Winning in 'Red America" - District 7 Virginia House of Delegates needs a Democratic candidate!
Democrats now have a candidate contesting District 7 this fall. Republican Nick Rush currently holds this post. The Republican was able to secure 14,714 in this uncontested district the last cycle. Republicans have held this seat since 2001. The Democrat that won in 1999 replaced a Republican who did not seek re-election and ended up facing a Republican and two Independent candidates. While you can't count on that this time around, the support for this Republican does appear a little soft.
DEMOCRATIC CANDIDATE FLO KETNER
DISTRICT 7 FAST FACTS
Residents = 80,010
Active Registered Voters = 47,337
Percent Registered = 59%
Total Vote in Last Race = 15,085
Participation Rate = 32%
Total Vote for Republican = 14,714
Total Vote for Democrat = 0
Total Vote Other = 371
Localities = Floyd, Montgomery and Pulaski Counties
District 7 has a total of 30 precincts with 14 in Montgomery County, 11 in Pulaski County, and 5 in Floyd County. There is plenty of areas to target in this district so let's dive right into the numbers.
Here is the share of Active Voters by Locality:
Montgomery County is clearly the dominant player here. That said each of the other counties makes up a sizable amount of the active voters too. Based on this pie chart alone it is hard to be sure that focusing on Montgomery County is the way to go, although you do need to go where the voters are.
This next chart shows partisan vote share of total active voters per locality.
The bar graph above highlights the value of Pulaski as a target. It has almost the same number of people who did not vote as Montgomery despite being a smaller locality within the district. That said, Montgomery still does have the most voters and those that did not vote so it will naturally attract our gaze.
The next bar graph breaks it down precinct by precinct. The initial at the beginning of the precinct name is the locality for the precinct. F = Floyd, M = Montgomery, and P = Pulaski.
Now, this bar graph unveils where the real opportunities lie. Precinct E-3 has nearly the highest volume of non-voters accompanied by almost the worst support for the Republican. This combination makes it a precinct to target and work hard. I would probably turn my attention to Robinson and Massie precincts in Pulaski County pretty early on as well.
The final scatter plot shows actual vote totals versus the Active Registered Voter total per precinct. The weakest support for the Republican will be the precincts below the red line. This graphic presents some pretty exciting information for us Democrats. Four of the five largest precincts in this district fall below the line. That means that the Republican underperforms his norm here and that spells weakness to exploit.
Compared to a few of these rural districts this one shows some real soft support for the Republican incumbent. While it won't be easy, Democrats in the area ought to compete for this seat if they can.
Here is why.
The best way, for a political party, to connect with voters is to ask for their vote. Last cycle, Democrats did not contest 44 out 100 House of Delegates seat in Virginia. Those 44 seats represent roughly 3,520,000 Virginians. It does not matter your view on the issues, if a party does not run candidates in your district, it is less likely you will support that party consistently. If Democrats do not ask for these votes, the message to Virginians living in these mostly rural districts is the Democratic Party is not interested in their concerns.
This issue is not unique to Virginia either. In the last cycle, Democrats did not compete in 1,479 state legislative races nationwide. The districts we did not compete in represent more that 117,000,000 people. We often ask how people in "red America" can so consistently vote against their interests.
They are not voting against their interests at all; they are simply voting for those showing an interest in them.
As noted above, it is of critical importance we try to field candidates in as many districts as possible. If you can run, please do. These state legislative races are vital to our Democracy. They are the most local seats with enumerated powers in our Constitution. The power to change our Constitution rests in the state legislatures hands, and Republicans only need 24 more seats to control the number of states they need to do just that.

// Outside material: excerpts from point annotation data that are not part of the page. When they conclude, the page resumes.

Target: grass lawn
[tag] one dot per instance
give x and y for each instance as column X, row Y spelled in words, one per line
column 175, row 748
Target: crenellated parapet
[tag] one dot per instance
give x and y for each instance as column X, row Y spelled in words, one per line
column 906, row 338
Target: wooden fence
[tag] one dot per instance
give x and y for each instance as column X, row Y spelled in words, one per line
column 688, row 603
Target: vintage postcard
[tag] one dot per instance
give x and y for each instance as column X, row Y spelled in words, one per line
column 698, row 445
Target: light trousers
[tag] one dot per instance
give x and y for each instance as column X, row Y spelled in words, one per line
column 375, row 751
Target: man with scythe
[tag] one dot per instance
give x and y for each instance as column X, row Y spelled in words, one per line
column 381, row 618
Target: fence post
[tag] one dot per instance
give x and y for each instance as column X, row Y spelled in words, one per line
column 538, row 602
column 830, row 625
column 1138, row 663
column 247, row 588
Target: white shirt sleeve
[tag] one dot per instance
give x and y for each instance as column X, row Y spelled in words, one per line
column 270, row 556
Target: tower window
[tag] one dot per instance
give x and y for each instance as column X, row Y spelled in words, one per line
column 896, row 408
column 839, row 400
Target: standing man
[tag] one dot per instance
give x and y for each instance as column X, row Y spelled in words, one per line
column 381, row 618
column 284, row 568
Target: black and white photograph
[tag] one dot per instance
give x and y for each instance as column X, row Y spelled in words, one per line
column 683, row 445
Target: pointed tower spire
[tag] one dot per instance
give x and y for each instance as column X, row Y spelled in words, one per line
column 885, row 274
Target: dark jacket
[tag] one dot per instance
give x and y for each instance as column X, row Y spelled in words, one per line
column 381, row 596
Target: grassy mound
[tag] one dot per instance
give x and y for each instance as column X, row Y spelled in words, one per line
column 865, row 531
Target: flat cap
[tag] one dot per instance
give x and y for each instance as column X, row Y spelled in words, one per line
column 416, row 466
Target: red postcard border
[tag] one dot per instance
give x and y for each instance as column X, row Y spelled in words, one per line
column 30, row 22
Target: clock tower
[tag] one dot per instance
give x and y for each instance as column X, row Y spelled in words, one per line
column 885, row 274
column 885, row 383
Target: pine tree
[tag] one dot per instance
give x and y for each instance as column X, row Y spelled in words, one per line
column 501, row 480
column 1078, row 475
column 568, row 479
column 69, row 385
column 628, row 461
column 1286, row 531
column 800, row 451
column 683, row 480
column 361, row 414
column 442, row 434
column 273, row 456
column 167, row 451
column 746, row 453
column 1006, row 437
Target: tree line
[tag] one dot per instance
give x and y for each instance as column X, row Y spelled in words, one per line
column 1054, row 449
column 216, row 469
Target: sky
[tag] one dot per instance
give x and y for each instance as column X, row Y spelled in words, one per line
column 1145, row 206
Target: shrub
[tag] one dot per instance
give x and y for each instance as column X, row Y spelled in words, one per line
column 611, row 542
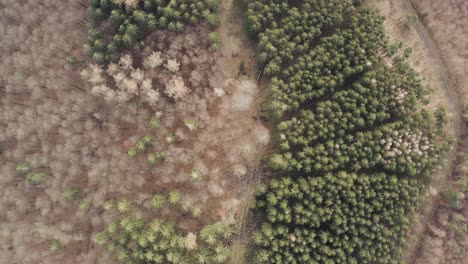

CONNECT WITH YOUR LOCAL DEMOCRATIC PARTY
- Democratic Party of Floyd County Virginia Facebook
- Montgomery County Virginia Democrats Facebook
- Pulaski County Virginia Democratic Committee Facebook
We need people to step up across Virginia. We are doing well contesting 79 of 100 districts this cycle. That said, if we want to start to bridge the rural and urban divide, if we want to represent all people across the state, heck across the nation, we need to step up and ask for their votes. Let's work together to find a candidate to challenge for this seat and across the other 20 districts across the state that needs a Democratic challenger as yet.